Search code examples
javajsonparsingjsoup

JSoup doesn't retrieve JSON data from script tag


I'm trying to get content inside a script tag (JSON data) from a recipe in an HTML page, using JSoup (1.13.1). I won't post the HTML code but the script tag content is pretty big.

Whenever I try to print the content, I get an empty string. I tried to get my data using different methods: by selecting the ID doc.select("#__NEXT_DATA__"), or by using doc.select("script[type='application/json']")

If I try to iterate through all the script tags, whenever it gets to the script tag I want, it prints blank. I also tried to print the content using text() method and the toString() method but it doesn't work. I even saw someone saying you could set the maxBodySize(0) but it still doesn't work.

Here is my code:

String url = "https://www.marmiton.org/recettes/recette_gateau-au-chocolat-fondant-rapide_166352.aspx";
doc = Jsoup.connect(url).maxBodySize(0).get();

Elements newsHeadlines = doc.select("#__NEXT_DATA__");
                    
for (Element element : newsHeadlines) {
    System.out.println(element);
}

Solution

  • Treat the script element as data:

    Elements newsHeadlines = doc.select("#__NEXT_DATA__");
    
    for (Element element : newsHeadlines) {
        System.out.println(element.data());
    }
    

    Note that some consoles may have an issue displaying a line of 81206 characters in length (eclipse did for me) (or there was something in the data) so this code simply prints out the beginning...

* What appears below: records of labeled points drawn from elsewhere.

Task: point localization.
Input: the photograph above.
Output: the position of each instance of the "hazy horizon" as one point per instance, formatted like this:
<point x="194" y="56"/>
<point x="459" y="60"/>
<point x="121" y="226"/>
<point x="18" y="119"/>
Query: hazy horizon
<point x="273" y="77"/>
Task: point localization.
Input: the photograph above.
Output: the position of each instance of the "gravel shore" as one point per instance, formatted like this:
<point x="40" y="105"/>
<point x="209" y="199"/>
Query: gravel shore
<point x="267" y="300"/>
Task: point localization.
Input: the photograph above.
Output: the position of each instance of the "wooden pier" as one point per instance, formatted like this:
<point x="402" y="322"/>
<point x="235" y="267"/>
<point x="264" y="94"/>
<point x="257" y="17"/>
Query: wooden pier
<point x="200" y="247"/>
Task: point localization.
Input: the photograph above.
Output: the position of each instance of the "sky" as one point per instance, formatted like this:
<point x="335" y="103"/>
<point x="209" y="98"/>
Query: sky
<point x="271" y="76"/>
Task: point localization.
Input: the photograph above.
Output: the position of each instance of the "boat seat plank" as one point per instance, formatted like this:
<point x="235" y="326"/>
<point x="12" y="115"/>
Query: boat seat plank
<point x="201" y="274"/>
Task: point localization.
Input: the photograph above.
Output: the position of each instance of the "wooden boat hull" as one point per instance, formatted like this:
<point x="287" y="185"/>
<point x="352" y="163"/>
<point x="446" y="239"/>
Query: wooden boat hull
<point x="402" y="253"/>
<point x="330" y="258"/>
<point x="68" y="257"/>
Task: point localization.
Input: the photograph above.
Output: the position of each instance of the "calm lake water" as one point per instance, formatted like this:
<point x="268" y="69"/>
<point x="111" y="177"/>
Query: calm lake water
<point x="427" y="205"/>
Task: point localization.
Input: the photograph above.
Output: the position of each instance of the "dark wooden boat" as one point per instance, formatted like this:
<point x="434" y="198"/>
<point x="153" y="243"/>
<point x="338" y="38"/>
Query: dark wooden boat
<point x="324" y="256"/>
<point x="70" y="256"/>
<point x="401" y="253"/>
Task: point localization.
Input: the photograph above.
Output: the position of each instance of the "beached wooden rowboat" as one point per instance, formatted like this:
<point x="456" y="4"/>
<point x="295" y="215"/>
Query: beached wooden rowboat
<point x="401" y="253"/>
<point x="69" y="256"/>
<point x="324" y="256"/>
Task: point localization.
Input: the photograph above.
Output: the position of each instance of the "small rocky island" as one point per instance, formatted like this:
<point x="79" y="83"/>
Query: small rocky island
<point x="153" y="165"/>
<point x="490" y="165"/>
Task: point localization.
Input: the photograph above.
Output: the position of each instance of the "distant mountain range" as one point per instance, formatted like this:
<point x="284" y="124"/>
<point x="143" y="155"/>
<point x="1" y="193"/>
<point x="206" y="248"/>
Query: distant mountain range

        for (Element element : newsHeadlines) {
            System.out.println(element.data().length());
            
            int printLen = Math.min(100, element.data().length());
            System.out.println(element.data().substring(0,printLen));
        }
    

    And produces:

    81206
    {"props":{"pageProps":{"recipeData":{"recipe":{"id":166352,"guid":"7bf48b95-4cd2-4b32-8f41-fb6168510
    

    Note if you can use a debugger in your environment it would show that the element had the result all along but as a childNode of element of type DataNode which is the first clue.